ふしぎなwitchcraft

評論はしないです。雑談。与太話。たびたび脱線するごくごく個人的なこと。

2022.01.02

年が明けた。明けただけで、今日が昨日になり、明日が今日になり......という繰り返しの一部にすぎないのだ、とかっこつけてみるのは、どうも幼い頃から年末年始の足場が数センチ浮いたような雰囲気が好きではないからだ。コロナ禍のおかげで、親戚同士が集まり、四方八方から声をかけられ、酒で顔を赤らめた両親やその他親類の妙なテンションに疲れてくたびれることがなくなっても、やはりどうも好きになれない。

 

昨日は早朝から京都に祖父母の墓の掃除に出かけ、天下一品のこってりラーメンを食べ、かまぼこやらお雑煮やらローストビーフやらをつついてくたくたになったので、今日はぬくぬくと布団にくるまりながら、途中まで読んでほったらかしにしていた多和田葉子の『星に仄めかされて』を読み終えた。

神話の再構成と言うべきか。日本列島が文字通りなくなったところから始まる、神話の語り直し。著者の本に漏れなく当てはまることだが、言葉の連想ゲームが広げられ、脳みそが解きほぐされていく感覚が楽しい(おでん→オーディン)。パラレルな地球の姿を通して、現実の読者が直面する世界の諸問題を浮かび上がらせるシニカルなユーモアはクスリと笑え、ありきたりな比喩に頼らない、開拓者のような筆者の言語世界は星のように(なんと陳腐な比喩か)きらめいており、ぐいぐい読ませられる。毎度のことながらとても勉強になる。少しも身になっていないけれど。

人はなぜ物語を紡ぐのか。なぜ人は他者と話さなくてはならないのか。読み終えてから真っ先に手元の『古事記』をパラパラとめくった。神道的な世界観を軸足としながら、ナショナリズムに傾倒しないのはさすがである。

ただ、シリーズ二作目となる今作、クヌートの母と彼の知人の関係性や、父親の消息といった目を引く要素はあるものの、全体の展開は乏しいために、Hirukoが神話を通じて内面を吐きだしていく終盤以降の、怒涛の主要キャラ全員集合→唐突なダンス(身体の言語と音楽という言語がボーダーを越えるということは確かに素晴らしい)→いざ出航!という流れには、さすがに「ワンピースかよ!」とツッコミを入れてしまい、かなり白けてしまった。

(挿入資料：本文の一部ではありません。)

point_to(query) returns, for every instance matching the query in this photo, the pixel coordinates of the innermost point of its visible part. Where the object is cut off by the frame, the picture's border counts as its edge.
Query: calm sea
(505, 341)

今作はいわば「故郷」を探すためのファンタジーな現代の英雄譚なので、ちまちました私の現実世界からの飛躍は許容されるべきなのだろうが、「偶然に出会って~」と強調されているわりには、偶然性を感じられず、「作者が意図したからわかりやすく多様性のある6人(あれ、何人だっけ?)が集まったのでは?」感はぬぐえない。

オペラ劇のような会話の勢いに飲まれ、一気に読み進められたが、全体的に会話やモノローグに焦点が当たりすぎていて、物語の場面が今ひとつつかみにくく、「これは今どういう場面で会話が進行しているのだろう?」「この語り手は今どんな景色を見ているのだろう?」という疑問がちらちら浮かび、視覚的に情景が浮かんでこなかったのも読みづらさの一因かもしれない。なので、アカッシュとノラがアウトバーンをかっ飛ばす描写が鮮やかで、夜の闇を線となり後ろへ飛び去っていく星々が視覚的に強烈な印象を残した。

バイクの免許、取ろうかな。今年はもっと旅に出よう。

そんなことを思った年始であった。